Regarding the first request, I think it's cool and very interesting. Are you aware of any use case that may require this feature?

rhysnewell commented 2 years ago

That's great to hear!

Well, I use the intersection method all the time in my tools Lorikeet and Rosella and their submodule flight to help some clustering stuff. But I'm not sure of other use cases

hyhuang00 commented 2 years ago

L1 distance, angular distance and Hamming distances are now supported in the newly released v0.5.4. Is there any other distance metric you would like to see to be implemented in PaCMAP?

ivan-marroquin commented 2 years ago

Hi @hyhuang00

Thanks for adding new metrics to PaCMAP! Could you include Minkowski with p in [0,1]. According to recent publications on curse of dimensionality, metrics like Minkowski with p=0.3 are more suitable compared to Euclidean distance.

Ivan

antoineouellet commented 2 years ago

our group uses the canberra metric quite a bit, and have found it to be the main reason we don't migrate to PaCMAP, even though we enjoy it very much. I tried adding the definition of the metric to the module until I realized reliance on AnnoyIndex keeps me from easily doing so. So here's a next metric suggestion!

hyhuang00 commented 2 years ago

Thank you all @ivan-marroquin @antoine-gs for your suggestions. Distance metrics such as general Minkowski distances and Canberra metric are not currently supported by the Annoy Index, which is quite frustrating. One possible workaround I could think of is to precompute the distance matrix and follow the custom distance matrix pair extraction method mentioned in README. I will try to find some alternative packages that can work on these metrics.

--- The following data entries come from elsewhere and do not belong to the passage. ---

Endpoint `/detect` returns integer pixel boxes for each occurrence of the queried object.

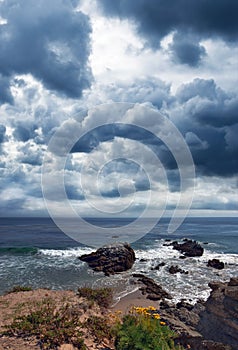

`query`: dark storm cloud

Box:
[169,32,206,66]
[99,0,238,65]
[173,79,238,177]
[176,78,238,127]
[0,0,92,99]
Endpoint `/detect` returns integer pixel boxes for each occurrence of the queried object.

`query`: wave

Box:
[0,247,38,255]
[38,247,94,258]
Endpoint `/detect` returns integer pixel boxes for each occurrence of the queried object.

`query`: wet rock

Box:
[207,259,225,270]
[169,265,188,274]
[170,239,204,257]
[79,243,135,276]
[152,262,165,270]
[132,273,172,300]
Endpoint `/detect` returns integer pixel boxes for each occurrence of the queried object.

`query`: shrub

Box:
[3,298,86,350]
[77,287,113,308]
[115,306,184,350]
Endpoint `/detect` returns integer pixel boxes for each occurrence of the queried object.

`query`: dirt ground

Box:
[0,289,114,350]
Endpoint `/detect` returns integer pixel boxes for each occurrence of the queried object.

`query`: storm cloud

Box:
[99,0,238,66]
[0,0,92,100]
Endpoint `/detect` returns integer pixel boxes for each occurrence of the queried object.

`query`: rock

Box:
[171,239,204,257]
[132,273,172,300]
[207,259,225,270]
[197,278,238,350]
[228,277,238,286]
[79,243,136,276]
[176,300,194,311]
[169,265,188,274]
[152,262,165,270]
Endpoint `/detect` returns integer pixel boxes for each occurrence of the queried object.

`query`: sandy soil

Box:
[111,289,160,313]
[0,289,114,350]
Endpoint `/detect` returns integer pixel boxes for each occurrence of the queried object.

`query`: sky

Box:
[0,0,237,219]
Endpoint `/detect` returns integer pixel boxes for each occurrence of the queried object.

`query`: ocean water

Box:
[0,217,237,304]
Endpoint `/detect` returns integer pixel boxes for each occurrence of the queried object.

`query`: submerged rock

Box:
[171,239,204,257]
[207,258,225,270]
[79,242,136,276]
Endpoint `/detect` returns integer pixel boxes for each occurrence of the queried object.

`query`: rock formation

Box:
[170,239,204,257]
[197,278,238,349]
[207,258,225,269]
[79,242,136,276]
[132,273,172,301]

hyhuang00 commented 2 years ago

Seems like similar packages such as openTSNE are using the nearest neighbor trees from scikit-learn for custom distance metrics. We can also adopt that approach, but I think it is slower than the ANNOY approach.

antoineouellet commented 2 years ago

I am very early in the process of checking this out, but seems like UMAP is moving towards pynndescent which supports mostly same distances a sklearn. I have never used either (annoy and pynndescent) so I don't know how they compare or even if it's even a possible/sensible avenue. Will keep an eye out, thank you!